A Treasury of Painting
Many paintings have been found in tombs. More have been found in Egypt than in any other ancient civilization. They have been well-preserved because of the dry climate and the pigments used. Blue was made from a carbonate of copper; green, from powdered malachite; red, from iron oxides; and black, from carbon or soot.
Although many paintings show conventional poses, some of the best pictures show expressions of intimacy, character, and movement. The subjects are shown as being youth, with a peaceful appearance. The face is portrayed in profile with one eye showing, having the pupil prominent. The front side of the torso is shown, while the legs and feet are in profile. When the body would in the future be brought back to life, it was important that the most important features were present – thus, the impossible pose.
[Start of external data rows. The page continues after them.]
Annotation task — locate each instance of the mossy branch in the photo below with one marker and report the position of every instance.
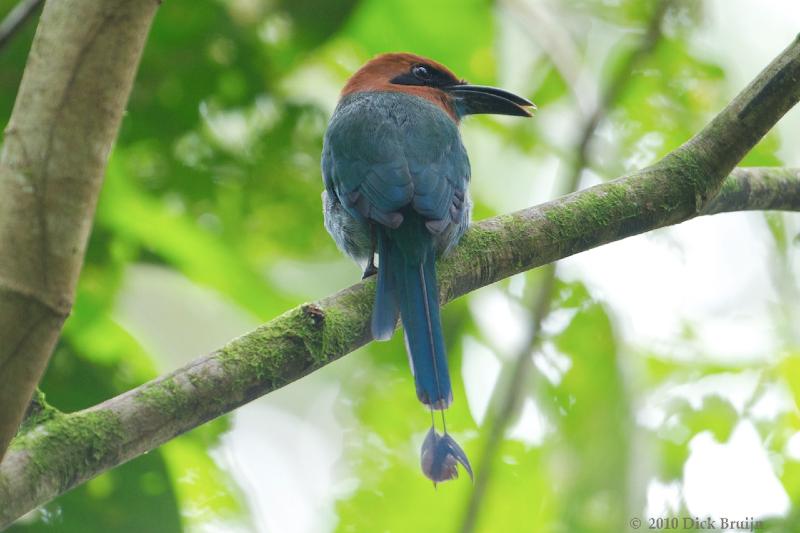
(66, 116)
(68, 449)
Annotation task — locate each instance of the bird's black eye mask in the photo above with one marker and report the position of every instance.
(425, 75)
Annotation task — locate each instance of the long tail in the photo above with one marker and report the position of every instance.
(414, 280)
(407, 283)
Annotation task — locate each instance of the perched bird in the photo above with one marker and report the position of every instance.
(396, 175)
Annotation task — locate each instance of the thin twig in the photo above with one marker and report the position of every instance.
(511, 395)
(16, 18)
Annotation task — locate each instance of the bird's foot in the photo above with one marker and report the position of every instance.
(371, 270)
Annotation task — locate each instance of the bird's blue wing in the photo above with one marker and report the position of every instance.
(386, 151)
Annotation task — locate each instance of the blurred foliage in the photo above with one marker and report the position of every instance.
(215, 176)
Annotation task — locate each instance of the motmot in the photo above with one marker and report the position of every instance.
(396, 174)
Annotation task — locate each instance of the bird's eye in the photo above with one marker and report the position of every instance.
(421, 72)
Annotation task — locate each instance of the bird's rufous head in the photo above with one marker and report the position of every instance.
(425, 78)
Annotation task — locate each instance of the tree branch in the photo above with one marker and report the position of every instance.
(506, 399)
(67, 450)
(68, 109)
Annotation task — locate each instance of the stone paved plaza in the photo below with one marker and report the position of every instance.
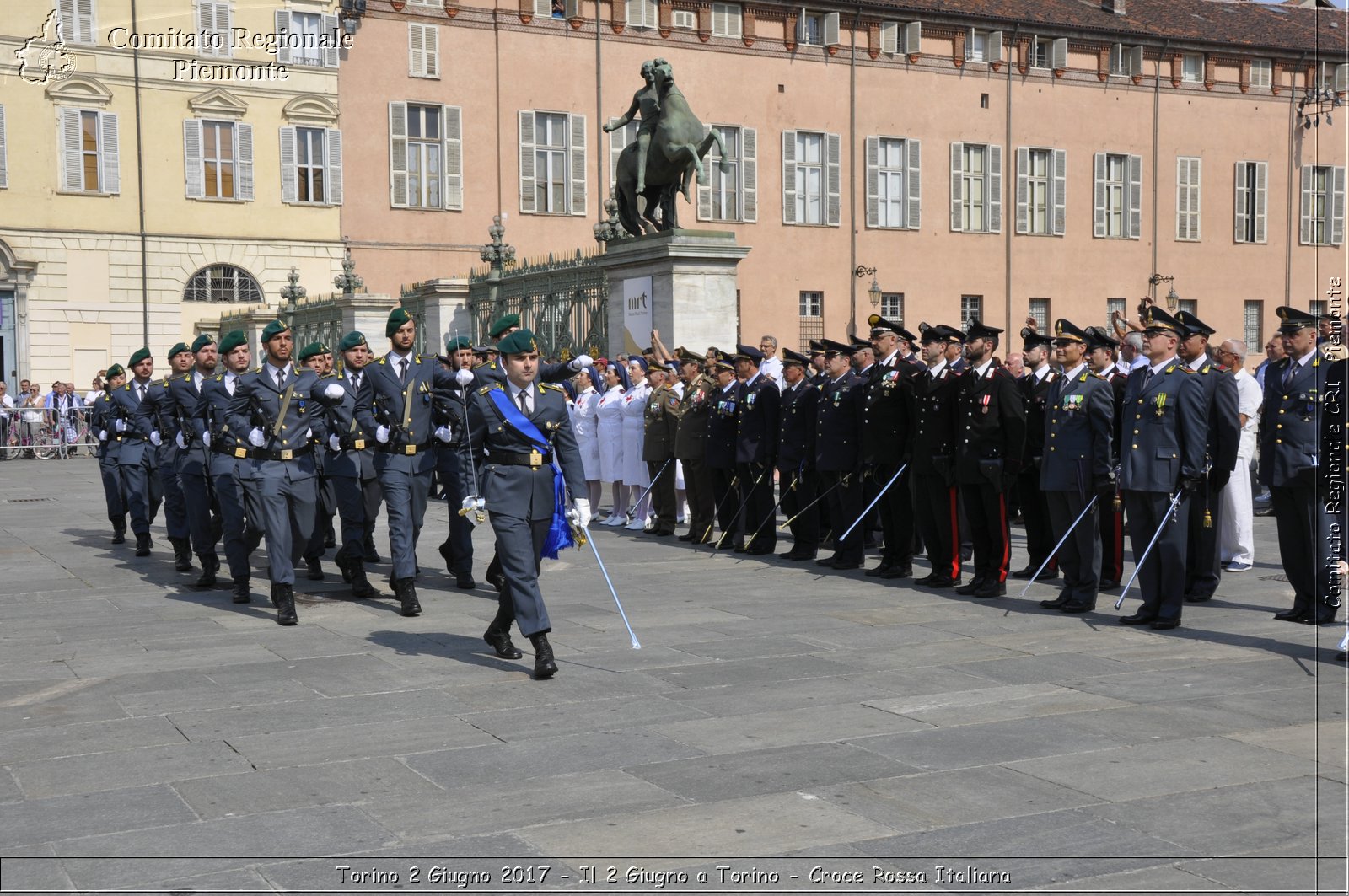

There were a number of standard scenes for tombs, and the owner of the tomb would make a choice in consultation with the painter. There was limited opportunity for innovation, especially for royalty and nobility.
Proportion and Harmony
Figures in painting and relief followed a standard rule of proportion. The basic unit was the fist. A grid was drawn up using this unit. The figure was arranged so that the hairline was eighteen units high, the shoulders six units across, the arm from the elbows four and one-half units, and the foot three units long. The same proportion as for a standing person was used for a sitting person. Similar grids were used for animals.
Since images were symbolic rather than naturalistic, the figures were given such props as headdresses and objects to carry to denote status or context. However, there was no way to show perspective.